Should Your Nonprofit Board Appoint a Chief Governance Officer? It depends.
Rustandy Center’s new virtual series, On Board: Boardroom Debates, explores the recent research behind nonprofit governance.
- January 13, 2023
- Rustandy Center - Nonprofit Board Service
Does your nonprofit board need a chief governance officer (CGO)? Or is it a function that’s better addressed across the entire board? As nonprofits face increasingly complex challenges, some nonprofit boards are designating chief governance officers, in hopes of making it easier for organizational leadership to take action.
The pros and cons of appointing a CGO, was the topic for discussion at On Board: Boardroom Debates, a new virtual series hosted by the Rustandy Center of Social Sector Innovation where nonprofit board members, Booth alumni and students came together to discuss challenging issues.
Rustandy Center executive director Caroline Grossman ‘03 was joined by Dorri McWhorter, president and CEO of the YMCA of Metropolitan Chicago and Rustandy Center nonprofit engagement executive in residence. Ali Galloway, Rustandy Center senior assistant director for social sector engagement programs, facilitated the conversation. The virtual event’s attendees, including high-level board members and several chief governance officers, also joined into the hourlong discussion.
Here are the main takeaways from the discussion:
Skip the one-size-fits-all approach
While a CGO can benefit some larger or more established nonprofits, it’s possible that creating a separate role can stretch other nonprofit boards too thin, says McWhorter. “It’s about being flexible and understanding about what the organization needs based on where they are in their growth stage and the life cycle of the organization,” she says. “There’s a drawback to building too much infrastructure that doesn’t get maintained or gets distracting.”
Create a complementary role
In some organizations, creating a CGO role can be a benefit but only with the proper internal structures in place, says Grossman. She suggests having a complementary role within the nonprofit, similar to how a board treasurer can work together with the nonprofit’s chief financial officer on some issues. “There should be a parallel role between the board and organization,” she says. “Those folks should work together, but have distinct industry roles.”

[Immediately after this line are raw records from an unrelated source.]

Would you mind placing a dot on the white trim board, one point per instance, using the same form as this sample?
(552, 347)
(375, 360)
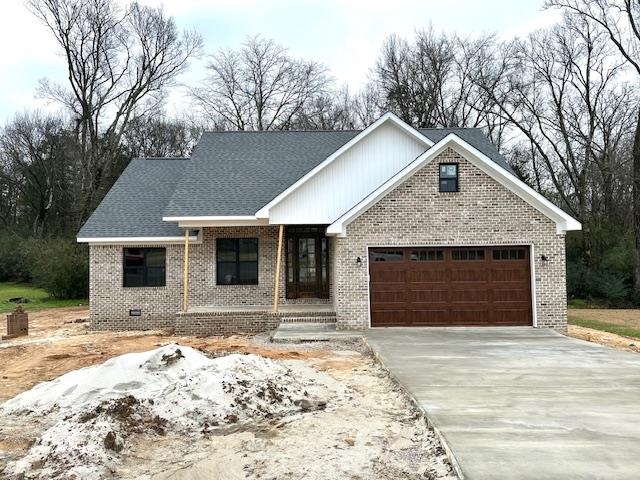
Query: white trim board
(564, 222)
(386, 118)
(139, 240)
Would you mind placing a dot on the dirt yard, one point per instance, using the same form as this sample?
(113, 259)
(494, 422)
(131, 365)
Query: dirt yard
(371, 431)
(604, 338)
(628, 320)
(625, 318)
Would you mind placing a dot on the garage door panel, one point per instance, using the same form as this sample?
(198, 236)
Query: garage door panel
(514, 274)
(511, 295)
(450, 286)
(469, 274)
(389, 276)
(424, 275)
(428, 295)
(467, 294)
(391, 317)
(399, 296)
(469, 316)
(429, 317)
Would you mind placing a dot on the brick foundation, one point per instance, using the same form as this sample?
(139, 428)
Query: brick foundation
(483, 212)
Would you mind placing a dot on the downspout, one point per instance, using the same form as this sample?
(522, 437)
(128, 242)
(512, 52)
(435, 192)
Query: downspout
(185, 279)
(278, 261)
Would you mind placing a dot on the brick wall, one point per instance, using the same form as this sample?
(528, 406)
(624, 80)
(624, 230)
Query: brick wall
(416, 213)
(111, 302)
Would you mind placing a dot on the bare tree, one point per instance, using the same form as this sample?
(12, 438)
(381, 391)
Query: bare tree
(260, 87)
(35, 163)
(620, 21)
(119, 63)
(560, 88)
(157, 136)
(430, 82)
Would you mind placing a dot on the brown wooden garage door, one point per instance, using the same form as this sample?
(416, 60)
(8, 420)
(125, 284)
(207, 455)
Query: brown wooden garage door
(450, 286)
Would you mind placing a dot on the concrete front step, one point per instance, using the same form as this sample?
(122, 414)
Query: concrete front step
(320, 319)
(289, 332)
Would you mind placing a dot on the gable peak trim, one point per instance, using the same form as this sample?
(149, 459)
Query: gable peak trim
(386, 118)
(564, 221)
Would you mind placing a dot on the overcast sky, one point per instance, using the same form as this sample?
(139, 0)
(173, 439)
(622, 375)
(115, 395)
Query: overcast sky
(344, 35)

Focus on functional expertise
In some cases, accountability can simply be shared across the nonprofit board and internal organization rather than delegated to one board member. “How do we make sure the governance doesn’t get lost is the real issue that’s trying to get addressed,” McWhorter says. In many instances that there’s not a need to designate a CGO. Instead, it’s important to consider governance as a function that can be shared across board members, she adds.
Even for those not appointing their own CGO, it’s important to understand that governance is an integral part of board leadership, adds Grossman. “Governance needs to be critical and it needs to be someone’s responsibility and it could be a committee responsibility,” she says.
Be mindful of how fundraising impacts the board
Creating a separate CGO can help maintain a focus on effective governance. And it’s especially critical during times when board members pivot to address immediate fundraising needs, which can overshadow other issues on the board, according to some attendees. Oftentimes, issues of governance can fall to the bottom of the list when compared to more pressing financial considerations.
Create alliances to become an effective CGO
Someone stepping into a newly created CGO role needs to consider how to liaison with other board members, especially the board president. For some less seasoned CGOs, it can be more difficult to push initiatives forward when the mission of more senior board members does not align, according to attendees.
(Recently published research investigating if a new chief governance officer role would help ensure the board meets its obligations was conducted by the Center for Social Sector Leadership at the University of California Berkeley’s Haas School of Business and featured in a Stanford Social Innovation Review article that attendees were asked to read.)